Smart Growth for Vernon, CT
Proposal to ease development restrictions at exit 67 pulled back

By Suzanne Carlson
Journal Inquirer
Published: Wednesday, May 26, 2010 11:48 AM EDT

VERNON — An application to change the zoning regulations that govern the site of a contentious 2003 plan to build a Walmart was withdrawn shortly before the continuation of a public hearing on the issue, but officials won’t specify who pulled the paperwork.

“We’re going to look at the issues that were raised at the meeting. We’re going to look at some of the concerns that people have,” Mayor Jason L. McCoy said Tuesday. “We’ll look at it and bring it back.”

The proposed changes first were brought to the Planning and Zoning Commission for a public hearing May 6.

Town Planner Leonard K. Tundermann presented the application to the PZC, explaining that the town was proposing zone changes to the land around exit 67 off Interstate 84 in an effort to spur economic development.

The property, a 40.5-acre parcel owned by the Lee and Lamont real estate agency with frontage along Reservoir Road, must adhere to zoning regulations that were amended in 2005.

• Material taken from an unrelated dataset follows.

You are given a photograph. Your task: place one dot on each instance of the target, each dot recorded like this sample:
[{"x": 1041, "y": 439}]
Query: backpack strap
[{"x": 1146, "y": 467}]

In addition to a standard 50-yard buffer requirement, the amendments say that if a proposed building or complex is 40,000 square feet, the setback requirement increases to 100 feet for the rear and side yards.

Under the amendments, for each additional 20,000 square feet of building, the setback must be increased by 25 feet, up to a maximum of 200 feet of open space. Fifty yards of setback still would have been required for the front of the building.

The site, which is behind the Burger King off the exit, was where a Massachusetts-based developer proposed building a 24-hour, 186,000-square-foot Walmart.

The Inland Wetlands Commission denied the application after several public hearings and a superior court judge upheld the decision in May 2007.

At the May 6 public hearing, PZC member Watson “Chip” Bellows said the PZC had no knowledge of the application to change the regulations and argued the changes would undo the work that was done with consulting firm Planimetrics in 2005.

“We spent an awful lot of money to get where we are on this as a town,” Bellows said, “and now all of a sudden we’re coming back to make a lot of changes. I’m really not clear in my mind why we’re doing it.”

Tundermann said the town submitted the application to encourage development on the site, though the change would affect only buildings with a large footprint, such as big-box retailers. Wetlands already prevent portions of the parcel from being developed, but if a variable site restriction was removed, Tundermann said the parcel’s buildable area would increase by six acres, for a total of 17 acres.

The sudden effort to ease restrictions on big-box development startled many commissioners and residents, who questioned where the idea to reverse the amendments came from.

“Did this just fall out of the sky,” PZC member Sarah Iacobello asked Tundermann at the May 6 hearing.

Residents who had opposed the Walmart application were gearing up for another zoning debate, but that fervor ceased once word spread that the PZC’s agenda for May 20 had been changed.

The original agenda that was distributed for the May 20 meeting included a public hearing for the proposed changes to exit 67. But commissioners had new agendas waiting for them at the meeting that did not include the hearing.

Tundermann, who had been the de facto spokesman for the changes that were attributed to both the town and the PZC, was absent from Thursday’s meeting due to illness.

Upon his return to work Tuesday, Tundermann said he was unaware the application to change the regulations had been withdrawn. He later confirmed that it was and said he did not know why.

McCoy said the town was responsible for pulling the application, but would not credit any individual for proposing or preparing the application, calling it simply, “an economic development issue.”

“You have an area there that is ideal for expanding the tax base and there is a buffer zone, apparently, that was put in several years ago, not based on much,” McCoy said of the site. “I believe the prior Mayor didn’t want it, didn’t want anything to get developed there.”

McCoy said the 2005 amendment that made it near impossible for a big-box retailer to locate there was a targeted political response to Walmart that was not scientifically founded.

“I don’t think there was a basis originally, when they expanded the buffer zone, it was kind of a knee-jerk reaction,” McCoy said.

Former Mayor Ellen Marmer, who was in office during the Walmart debates, disagreed.

“It has always been my purpose to create sound development at the exit 67 area. There is no need to change the regulations to suit one particular developer,” Marmer said Tuesday.

“It’s a critical area that needs to be studied in its entirety, and it’s not just related to one developer, it’s related to the whole area as it would fit into our plan of development and increase our economic base,” she continued, saying any changes need to be “made very carefully, and not in any type of spontaneous, undirected manner.”

McCoy did not say what type of development he would like to see on the site, “Anything that’s appropriate off an exit,” would be desirable.